Jest taki obowiązek od co najmniej kilku lat. Ustalają to chyba samorządy lokalne.
To zadziała ale za dziesiątki lat - póki co jednak ogromna większość budynków jest stara i nie mają parkingów lub ich ilość jest dostosowana do czasów kiedy je budowali i zakłada np. 1 samochód osobowy na 3-4 rodziny.

Teoretycznie da się budować parkingi pod starymi budynkami, ale to są ogromne koszta - na dzień dzisiejszy nie opłacalne, ale kto wie co będzie opłacalne jak ilość samochodów wzrośnie jeszcze o kolejne 2x.

Inna sprawa że podobno nie ma możliwości zapewnienia drożności dla samochodów w typowych centrach dużych miast. Ilość chętnych samochodów przekracza nawet możliwości dojazdowe dróg i więcej parkingów niewiele tu pomoże. Rozwiązaniem jest rozpraszanie tego centrum, albo niestety parkingi poza centrum i komunikacja miejsca w środku.

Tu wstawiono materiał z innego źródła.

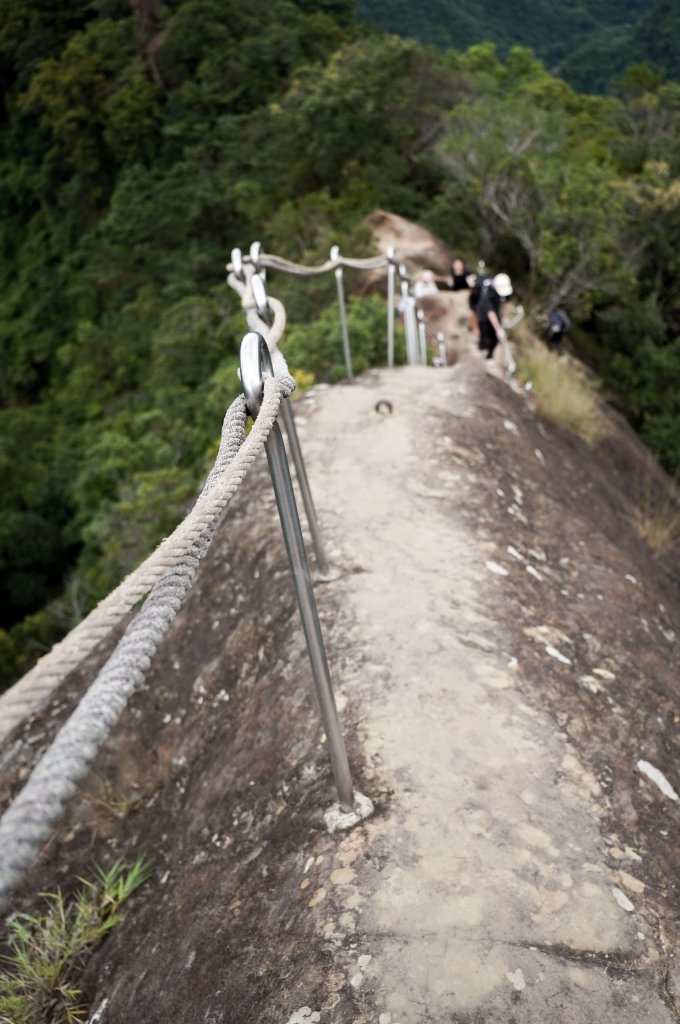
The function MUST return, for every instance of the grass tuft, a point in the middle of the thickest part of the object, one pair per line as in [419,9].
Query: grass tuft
[48,951]
[564,393]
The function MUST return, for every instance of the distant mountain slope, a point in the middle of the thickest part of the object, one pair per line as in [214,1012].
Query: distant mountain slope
[589,43]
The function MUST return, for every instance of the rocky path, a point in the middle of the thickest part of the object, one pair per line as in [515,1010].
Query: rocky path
[491,885]
[480,892]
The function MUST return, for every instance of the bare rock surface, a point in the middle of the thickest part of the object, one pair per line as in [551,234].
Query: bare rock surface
[504,651]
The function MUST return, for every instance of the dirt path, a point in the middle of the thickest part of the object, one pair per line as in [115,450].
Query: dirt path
[500,880]
[481,892]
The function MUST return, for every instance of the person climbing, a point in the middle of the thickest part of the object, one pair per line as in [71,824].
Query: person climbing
[558,325]
[460,279]
[487,311]
[478,282]
[425,285]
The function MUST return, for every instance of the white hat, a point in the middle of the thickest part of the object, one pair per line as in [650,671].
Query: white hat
[502,285]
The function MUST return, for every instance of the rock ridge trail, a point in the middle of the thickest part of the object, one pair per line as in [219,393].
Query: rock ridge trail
[503,651]
[494,900]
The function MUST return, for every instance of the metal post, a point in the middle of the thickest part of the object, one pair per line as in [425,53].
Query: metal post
[335,253]
[391,273]
[237,264]
[405,313]
[265,312]
[422,336]
[307,501]
[413,331]
[254,358]
[255,250]
[441,344]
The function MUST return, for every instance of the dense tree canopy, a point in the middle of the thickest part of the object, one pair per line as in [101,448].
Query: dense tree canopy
[140,143]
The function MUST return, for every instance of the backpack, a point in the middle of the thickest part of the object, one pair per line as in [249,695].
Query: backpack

Nie pamiętam już które miasto (chyba Los Angeles, albo San Francisco) miało plan rozwiązania problemów komunikacyjnych właśnie na zasadzie że jeżeli nie ma gdzie parkować to budują parkingi, jak są korki to budują kolejne drogi itd. itp. Okazało się że 3/4 powierzchni centrum zajmuje infrastruktura transportowa, a korki są jeszcze gorsze niż były.
Więc to też się nie sprawdza.

7 Data: Styczen 20 2008 14:56:52
Temat: Re: Płacenie za parkowanie w mieście...
Autor: Grzegorz Brzeczyszczykiewicz 

Tomasz Motyliński wrote:

 Witam,

 W poście
 Grzegorz Brzeczyszczykiewicz  m.in. napisał(a)::

Jakby były bezpłatne, to musiałbyś miejsca parkingowe zapewnić w
pierwszej kolejności dla pracowników wszystkich sklepów, banków itp. w
okolicy, a dopiero później dla tych, którzy przyjeżdżają coś załatwić do
centrum za 2h.

Jeśli są zbyt pełne, to ceny trzeba podnieść :-)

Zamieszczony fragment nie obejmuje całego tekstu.